Baulich abgesetzte Radwege bergen in vielen Fällen ein höheres Unfallrisiko für Radfahrer als die Führung des Radverkehrs auf der Straße. Aus diesem Grund hat der Gesetzgeber die Benutzungspflicht für Radwege seit der StVO Novelle an bestimmte Mindeststandards geknüpft. Nicht jeder Radweg muss also benutzt werden!

Die Benutzungspflicht ist seitder Novelle der Straßenverkehrsordnung von 1998 nur noch dann gegeben, wenn der Radweg durch ein blaues Schild (Zeichen 237, 240, 241) gekennzeichnet ist. Wo dies fehlt, darf auch bei vorhandenem Radweg die Fahrbahn benutzt werden (sogenannte „andere Radwege“ mit freiwilliger Benutzung gem. § 2, Abs. 4, Satz 3 StVO). Geschlossene Verbände ab 16 Radfahrern dürfen die Fahrbahn auch dann zu zweit nebeneinander befahren, wenn ein benutzungspflichtiger Radweg vorhanden ist (geschlossener Verband gem. § 27 StVO). Wenn ein als benutzungspflichtig ausgeschilderter Radweg objektiv unbenutzbar ist, muss man ihn nicht befahren. Dies kann z. B. der Fall sein, wenn er vereist, von Pflanzen überwuchert oder von falsch geparkten Autos blockiert ist.
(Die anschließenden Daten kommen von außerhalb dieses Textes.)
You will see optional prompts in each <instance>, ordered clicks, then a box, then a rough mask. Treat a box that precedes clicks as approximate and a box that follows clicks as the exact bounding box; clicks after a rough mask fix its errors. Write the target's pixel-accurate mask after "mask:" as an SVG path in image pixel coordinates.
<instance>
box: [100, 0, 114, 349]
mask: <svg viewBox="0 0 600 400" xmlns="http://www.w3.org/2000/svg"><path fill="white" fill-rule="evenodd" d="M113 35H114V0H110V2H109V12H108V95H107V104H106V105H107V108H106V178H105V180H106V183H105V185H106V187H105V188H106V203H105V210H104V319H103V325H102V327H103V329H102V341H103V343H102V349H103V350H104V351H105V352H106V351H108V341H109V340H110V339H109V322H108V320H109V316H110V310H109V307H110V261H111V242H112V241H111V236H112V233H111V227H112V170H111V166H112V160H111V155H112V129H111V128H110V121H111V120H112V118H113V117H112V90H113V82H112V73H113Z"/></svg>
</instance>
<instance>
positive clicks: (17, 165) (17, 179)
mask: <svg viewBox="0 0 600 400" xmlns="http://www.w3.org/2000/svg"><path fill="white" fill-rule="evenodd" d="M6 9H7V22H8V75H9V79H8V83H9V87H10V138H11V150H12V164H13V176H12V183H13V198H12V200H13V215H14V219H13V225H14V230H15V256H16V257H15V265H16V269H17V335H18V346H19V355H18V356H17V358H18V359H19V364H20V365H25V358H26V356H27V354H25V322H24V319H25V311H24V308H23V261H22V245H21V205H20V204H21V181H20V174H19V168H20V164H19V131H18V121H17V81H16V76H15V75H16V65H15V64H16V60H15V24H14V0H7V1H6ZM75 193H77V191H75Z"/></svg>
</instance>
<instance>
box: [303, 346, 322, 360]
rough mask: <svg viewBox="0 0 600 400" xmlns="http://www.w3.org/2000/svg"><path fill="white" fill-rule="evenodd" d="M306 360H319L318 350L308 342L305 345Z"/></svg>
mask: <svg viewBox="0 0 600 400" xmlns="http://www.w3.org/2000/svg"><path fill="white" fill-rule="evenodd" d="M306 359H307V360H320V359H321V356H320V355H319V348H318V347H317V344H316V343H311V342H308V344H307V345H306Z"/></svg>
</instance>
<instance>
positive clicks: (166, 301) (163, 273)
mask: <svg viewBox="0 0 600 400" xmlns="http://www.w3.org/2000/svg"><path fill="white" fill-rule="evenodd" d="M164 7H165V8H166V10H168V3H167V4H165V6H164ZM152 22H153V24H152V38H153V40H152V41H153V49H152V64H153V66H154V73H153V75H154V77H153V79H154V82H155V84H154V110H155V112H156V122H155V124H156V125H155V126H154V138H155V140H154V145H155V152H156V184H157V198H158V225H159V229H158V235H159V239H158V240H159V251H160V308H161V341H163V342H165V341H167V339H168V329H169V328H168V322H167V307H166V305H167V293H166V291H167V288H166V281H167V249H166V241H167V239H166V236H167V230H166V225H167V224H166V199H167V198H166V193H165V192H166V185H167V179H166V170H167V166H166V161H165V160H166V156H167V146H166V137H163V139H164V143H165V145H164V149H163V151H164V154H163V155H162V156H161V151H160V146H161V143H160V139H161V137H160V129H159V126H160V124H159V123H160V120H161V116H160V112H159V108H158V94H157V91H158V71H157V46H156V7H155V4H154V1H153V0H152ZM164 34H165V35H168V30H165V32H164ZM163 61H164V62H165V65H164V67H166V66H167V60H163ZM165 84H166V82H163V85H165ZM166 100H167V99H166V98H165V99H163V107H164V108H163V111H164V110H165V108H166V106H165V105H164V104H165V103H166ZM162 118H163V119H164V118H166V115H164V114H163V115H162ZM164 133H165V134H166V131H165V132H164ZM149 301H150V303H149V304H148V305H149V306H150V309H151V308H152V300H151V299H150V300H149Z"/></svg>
Auch wenn der Radweg nicht erreichbar ist (Beispiel: Liegedreirad oder Fahrradanhänger passt nicht durch eine vor dem Radweg angebrachte Umlaufsperre hindurch) muss er nicht benutzt werden. In solchen Fällen darf man auf die Fahrbahn (nicht aber auf den Fußweg!) ausweichen.